Perhaps some of Koh’s grit and resilience comes from her immigrant parents, who came to the U.S. in their teens and early 20’s. Koh credits her work ethic to her father and her gift of gab to her mother. She described her Korean parents as wholeheartedly supportive of her career choice, even though they had no experience in the field themselves.

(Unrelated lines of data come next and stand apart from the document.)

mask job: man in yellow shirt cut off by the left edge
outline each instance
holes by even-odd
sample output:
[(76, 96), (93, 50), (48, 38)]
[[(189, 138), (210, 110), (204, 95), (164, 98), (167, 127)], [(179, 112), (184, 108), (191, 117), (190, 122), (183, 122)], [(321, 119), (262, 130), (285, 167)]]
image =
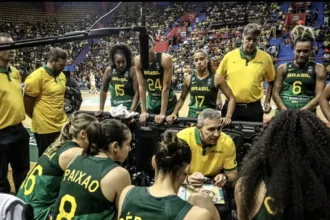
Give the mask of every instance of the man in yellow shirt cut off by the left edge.
[[(7, 33), (0, 33), (0, 43), (11, 43)], [(10, 65), (15, 50), (0, 51), (0, 193), (10, 193), (8, 164), (13, 171), (16, 192), (30, 169), (29, 134), (22, 125), (25, 119), (22, 81)]]

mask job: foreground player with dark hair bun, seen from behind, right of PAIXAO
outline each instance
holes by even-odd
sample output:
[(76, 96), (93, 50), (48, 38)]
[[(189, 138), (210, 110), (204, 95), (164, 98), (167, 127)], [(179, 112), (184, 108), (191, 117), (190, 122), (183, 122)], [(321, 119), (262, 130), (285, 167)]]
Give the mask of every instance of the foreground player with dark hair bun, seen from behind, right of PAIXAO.
[(171, 131), (152, 158), (156, 180), (151, 187), (126, 187), (119, 200), (118, 219), (220, 219), (211, 198), (193, 194), (189, 202), (177, 196), (191, 162), (189, 146)]

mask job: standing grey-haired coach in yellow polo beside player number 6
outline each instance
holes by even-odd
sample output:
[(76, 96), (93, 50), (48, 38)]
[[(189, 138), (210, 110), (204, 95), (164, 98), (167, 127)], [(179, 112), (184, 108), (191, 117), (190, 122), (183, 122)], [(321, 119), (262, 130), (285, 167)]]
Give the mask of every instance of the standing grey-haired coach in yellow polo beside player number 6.
[[(227, 78), (228, 85), (236, 99), (233, 121), (263, 122), (263, 113), (271, 111), (271, 87), (275, 78), (275, 68), (271, 56), (257, 49), (261, 30), (258, 24), (248, 24), (243, 30), (242, 46), (225, 55), (217, 73)], [(263, 82), (267, 81), (264, 109)], [(227, 113), (228, 102), (222, 108)]]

“I don’t come from a long legacy of media professionals,” she laughed during a generous and open-hearted retelling of her childhood. “My mom just knew that I like talking and asking questions. She encouraged me to look into journalism, and potentially doing television journalism, because I would watch the evening news with her.” She loved fashion, and magazines like Vogue, so she thought she would go into something related. Instead, she threw herself into political reporting.
Every day is different.
“It sounds like a cliche in journalism, but it’s really true.” She could be in preparation for a story, in the middle of covering a story, or in post-production for a story. “I’ll fly to DC and I’ll prep a bunch of live hits for our live show. Then, I’ll be on air either that day or the next morning, and I’ll be on location for six hours doing live hits for our team…then I’ll go home.” In these times, in this election, to do the job right, you can’t really stop for a second. Nevertheless, the Weekly asked Koh about her life off air, off work, offline.
“There’s this amazing Korean restaurant in New York called Her Name Is Han,” she said, lighting up. “The first time I went there, I was totally blown away because it reminded me of everything I grew up eating. There’s this one dish there. It’s tteokbokki. It’s like rice cakes. But instead of the way that your Korean mom would make it, they fry them until they’re really crispy, and then they’re covered in gochujang sauce. Mmm. It’s just like the most perfect dish in the whole world.” In addition to being a foodie, Koh enjoys taking yoga classes, and she nurtures her creativity through poetry and photography outside of work. She is a loving mother to her dog, a Golden Retriever, that you will catch her saying goodbye to on the going away video shot when she left for Ukraine. On that same video, you will also see her hugging her parents.
Koh’s empathy is often evident, such as in the documentary for which she and her team won an Edward R. Murrow regional award in 2017, “Thousand-Year Flood.” You might have seen the photos that were taken—of flood victims holding the one thing they were able to save from the flood waters, a cat, a Bible.
“It was a glimpse into what was important to them,” said Koh. She might spend a lot of time on the path of the big movers in politics, yet through her unflinching eyes, Koh captures what conflict abroad and at home means to the Davids, not the Goliaths.